Elephant-head vase (vase à tête d'éléphant)

Manufactory Sèvres Manufactory French
Designer Jean-Claude Duplessis French

On view at The Met Fifth Avenue in Gallery 529

This remarkable Sèvres porcelain elephant-head vase is one of six in the Metropolitan Museum of Art, four of which were given by Charles and Jayne Wrightsman. Presumably due to the technical challenges and cost of making these vases, relatively few were produced at Sèvres, all which date to the years around 1760; nineteen examples are known in public collections today.

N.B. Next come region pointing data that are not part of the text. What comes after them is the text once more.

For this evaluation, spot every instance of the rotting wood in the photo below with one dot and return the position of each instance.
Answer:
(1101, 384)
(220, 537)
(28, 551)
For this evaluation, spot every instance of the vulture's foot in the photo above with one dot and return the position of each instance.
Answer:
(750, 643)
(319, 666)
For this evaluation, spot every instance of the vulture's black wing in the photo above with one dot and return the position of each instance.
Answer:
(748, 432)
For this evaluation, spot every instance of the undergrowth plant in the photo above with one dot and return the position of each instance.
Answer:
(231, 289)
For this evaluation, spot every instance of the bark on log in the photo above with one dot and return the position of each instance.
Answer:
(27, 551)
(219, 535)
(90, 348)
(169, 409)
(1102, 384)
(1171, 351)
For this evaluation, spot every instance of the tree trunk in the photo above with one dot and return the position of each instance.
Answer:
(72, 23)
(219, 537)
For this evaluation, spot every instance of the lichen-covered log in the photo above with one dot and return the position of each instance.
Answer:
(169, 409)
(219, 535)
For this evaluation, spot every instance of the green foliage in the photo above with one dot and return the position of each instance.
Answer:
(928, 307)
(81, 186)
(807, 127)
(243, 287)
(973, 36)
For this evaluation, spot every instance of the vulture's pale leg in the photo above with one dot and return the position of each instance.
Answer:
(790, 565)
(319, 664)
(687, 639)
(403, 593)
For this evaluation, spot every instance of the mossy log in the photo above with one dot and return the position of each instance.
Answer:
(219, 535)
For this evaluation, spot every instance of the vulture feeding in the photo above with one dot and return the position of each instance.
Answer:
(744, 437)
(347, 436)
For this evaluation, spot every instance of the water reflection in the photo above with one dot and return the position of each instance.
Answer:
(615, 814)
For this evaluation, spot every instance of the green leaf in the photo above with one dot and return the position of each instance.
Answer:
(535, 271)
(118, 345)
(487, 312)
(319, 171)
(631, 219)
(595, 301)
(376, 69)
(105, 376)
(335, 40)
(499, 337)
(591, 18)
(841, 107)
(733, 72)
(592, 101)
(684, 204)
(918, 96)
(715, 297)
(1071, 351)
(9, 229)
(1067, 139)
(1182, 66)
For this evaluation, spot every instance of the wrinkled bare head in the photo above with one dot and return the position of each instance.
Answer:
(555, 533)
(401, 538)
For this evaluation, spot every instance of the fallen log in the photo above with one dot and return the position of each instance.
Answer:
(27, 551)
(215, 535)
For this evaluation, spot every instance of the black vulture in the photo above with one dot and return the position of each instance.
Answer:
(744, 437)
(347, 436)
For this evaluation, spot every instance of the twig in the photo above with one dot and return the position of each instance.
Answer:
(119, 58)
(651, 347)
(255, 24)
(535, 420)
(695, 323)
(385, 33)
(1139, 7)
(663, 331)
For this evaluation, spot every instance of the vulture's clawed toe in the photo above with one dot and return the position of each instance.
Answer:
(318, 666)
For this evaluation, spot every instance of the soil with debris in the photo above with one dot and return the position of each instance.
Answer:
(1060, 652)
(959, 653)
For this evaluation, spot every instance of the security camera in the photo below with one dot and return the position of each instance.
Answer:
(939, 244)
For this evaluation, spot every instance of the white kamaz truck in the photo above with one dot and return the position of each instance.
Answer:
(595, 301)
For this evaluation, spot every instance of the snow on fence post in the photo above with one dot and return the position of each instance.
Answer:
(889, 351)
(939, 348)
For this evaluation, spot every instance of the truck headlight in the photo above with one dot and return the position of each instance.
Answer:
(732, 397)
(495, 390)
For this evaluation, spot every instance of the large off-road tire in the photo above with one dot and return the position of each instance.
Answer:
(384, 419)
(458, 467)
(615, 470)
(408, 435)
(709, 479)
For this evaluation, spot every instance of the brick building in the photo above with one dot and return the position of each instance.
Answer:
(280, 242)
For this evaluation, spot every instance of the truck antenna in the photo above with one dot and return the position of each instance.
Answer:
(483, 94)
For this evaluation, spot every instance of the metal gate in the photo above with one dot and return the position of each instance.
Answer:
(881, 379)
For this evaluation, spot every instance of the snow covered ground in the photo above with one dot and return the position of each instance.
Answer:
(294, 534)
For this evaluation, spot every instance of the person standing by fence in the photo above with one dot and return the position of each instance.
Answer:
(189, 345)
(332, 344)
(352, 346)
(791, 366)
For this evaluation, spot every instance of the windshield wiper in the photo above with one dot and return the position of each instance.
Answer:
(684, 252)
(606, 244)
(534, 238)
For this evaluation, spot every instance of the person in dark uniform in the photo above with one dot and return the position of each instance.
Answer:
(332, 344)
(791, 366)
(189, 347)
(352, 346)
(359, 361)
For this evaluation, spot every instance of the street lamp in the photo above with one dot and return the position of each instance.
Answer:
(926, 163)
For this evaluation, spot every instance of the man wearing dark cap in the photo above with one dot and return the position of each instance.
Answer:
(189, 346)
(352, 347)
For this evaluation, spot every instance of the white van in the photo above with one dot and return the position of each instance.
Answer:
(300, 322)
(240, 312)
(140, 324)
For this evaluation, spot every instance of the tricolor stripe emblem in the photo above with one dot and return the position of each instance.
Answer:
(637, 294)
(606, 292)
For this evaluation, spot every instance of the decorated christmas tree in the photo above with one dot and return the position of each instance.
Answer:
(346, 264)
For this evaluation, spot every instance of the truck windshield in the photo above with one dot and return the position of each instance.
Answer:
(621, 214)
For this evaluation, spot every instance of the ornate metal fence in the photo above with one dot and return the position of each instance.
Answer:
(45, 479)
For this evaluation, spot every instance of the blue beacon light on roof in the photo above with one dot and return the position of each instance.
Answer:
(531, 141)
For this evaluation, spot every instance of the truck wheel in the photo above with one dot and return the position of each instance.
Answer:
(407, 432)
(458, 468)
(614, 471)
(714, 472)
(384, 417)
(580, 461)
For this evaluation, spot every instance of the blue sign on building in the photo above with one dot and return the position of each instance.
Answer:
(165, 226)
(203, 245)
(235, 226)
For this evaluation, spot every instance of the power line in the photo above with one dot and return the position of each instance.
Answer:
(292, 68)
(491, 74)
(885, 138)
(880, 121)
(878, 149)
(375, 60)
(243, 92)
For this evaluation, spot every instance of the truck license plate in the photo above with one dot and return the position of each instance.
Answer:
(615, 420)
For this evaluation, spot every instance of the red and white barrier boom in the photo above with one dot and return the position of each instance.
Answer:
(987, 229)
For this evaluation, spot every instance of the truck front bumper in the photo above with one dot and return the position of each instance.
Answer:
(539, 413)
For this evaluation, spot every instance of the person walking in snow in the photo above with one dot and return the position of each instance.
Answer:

The mate to this vase is at Waddesdon Manor, Buckinghamshire. The decoration on the Waddesdon vase is extremely similar, though its spiraling decoration twists to the right to complement the left-twisting decoration on the Wrightsman vase. The undersides of both vases are painted with green and gold bands, presumably intended to disguise firing flaws in the base of each.
1983.185.9, its mate at Waddesdon, and two elephant-head vases in the Wallace Collection, London (C246-7) are the only four known examples of the model designated Shape A (without handles) by Savill (p. 161).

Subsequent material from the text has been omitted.